What: Youth Lit Fest

Presenters: Caldecott Medal winner Matthew Cordell, Newbery Honor winner Jason Reynolds (via Skype), Katherine Roy, Dan Gemeinhart, Fonda Lee, Catherine Alene, Amber Keyser and Jaime Wong.

When: 9 a.m. to 5 p.m. Saturday

Where: Summit High School, 2855 NW Clearwater Drive, Bend

Cost: Free, registration required

Contact: deschuteslibrary.org/ylf or 541-617-7099

Matthew Cordell reached a pinnacle of the children’s literature world in January 2018 when he won the American Library Association’s Randolph Caldecott Medal for his book, “Wolf in the Snow.” By then, Cordell had been a successful children’s book author and illustrator for 14 years. But children’s picture books weren’t where he originally envisioned using his artistic talents.

Cordell will discuss “Wolf in the Snow,” his artistic process and what it was like to win the Caldecott Medal during the Youth Lit Fest Saturday in Bend. He is one of seven acclaimed authors of children’s and teen literature, plus a children’s publishing industry insider, who will take part in the Deschutes Public Library event.

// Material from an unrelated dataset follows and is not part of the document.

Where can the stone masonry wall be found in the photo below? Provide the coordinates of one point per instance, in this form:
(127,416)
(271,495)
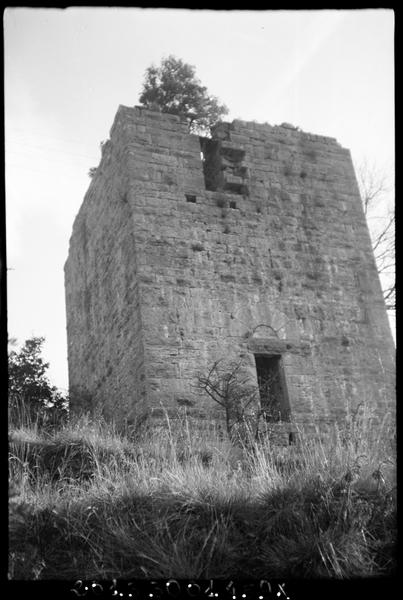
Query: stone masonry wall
(260,249)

In the early 2000s, Cordell was a hipster in his mid-20s, living in Chicago, working as a graphic designer and creating zines (independently produced and printed mini-magazines) in his free time. When his wife, Julie Halpern — also an artist and a librarian — suggested they use their combined talents to write a children’s book, Cordell was hesitant at first.

“I hadn’t looked at a children’s book in years — since I was a kid — so I wasn’t sure it would be cool,” Cordell said. “Julie started bringing me home some of the newer children’s books and I was really impressed by what I was seeing.”

Cordell realized he’d been harboring a common type of snobbery toward children’s books, presuming they were the corny or lesson-laden tomes he recalled from his own childhood. He also assumed it would be relatively easy to write a children’s book and get it published.

“I thought, ‘How much artistic integrity can come from that?’” Cordell said. “But then I discovered it’s incredibly difficult to limit yourself and say something important with a small amount of words and present it poetically or humorously or whatever the case may be. It’s also hard to say something new. There are so many cliches and so many things that have already been done. It’s a struggle to say something fresh and still be sellable or profitable.”

After being rejected by 19 publishers, that first book, “Toby and the Snowflakes,” was published in 2004. Cordell has gone on to write and illustrate seven more books and illustrate 33 books for other writers, earning numerous accolades and awards for his work.

Most of Cordell’s original illustrations are created as pen and ink drawings that are then colored with watercolors. He has also created some of his art digitally and in pencil. He usually tries to develop a story as the framework for his books before he attempts to draw anything. “Wolf in the Snow,” however, evolved from a drawing Cordell created that didn’t initially have an accompanying tale. Something in that picture spoke to him, and he felt it needed a story. He spent around a year experimenting with a narrative and reworking the structure until he completed the book.

“Wolf in the Snow” is a nearly wordless picture book about a human girl and a wolf pup caught in a blizzard. The girl saves the wolf pup and then the pup and its grateful pack save the girl.

“It actually started out as traditionally written text,” Cordell said. “But because of the story — these two characters being isolated in nature — there wouldn’t be any dialogue between them. With the pictures I could show the expressions of the animals and the people and eventually it just made more sense to take out the text altogether.”

Cordell had never tried to create a wordless picture book before and knew he was taking a risk that might not be well received. But with this story, he felt removing the words and having the reader sit with and interpret his images created more intense, dramatic moments.

The impact of “Wolf in the Snow” on its young readers, but also on adult readers, reviewers and the Caldecott judges, highlights another challenging aspect of children’s literature that Cordell feels is underappreciated.

“The main audience is children, but there’s a whole other side to this audience we’re speaking to as well,” Cordell said. “The adults who have to buy the books and read them to the children — the parents, educators and librarians — these people have to be impressed too. Otherwise they’re not going to want to read this book once, much less two or three times to children. You have to satisfy an adult mindset as well as the youngest mindset. People don’t really think about that.”

Cordell’s latest book, “Hope,” was released in February. He is currently working on his first nonfiction project: a picture book biography called “Hello Neighbor!” about the beloved children’s entertainer Fred Rogers. It is due to be released in August 2020.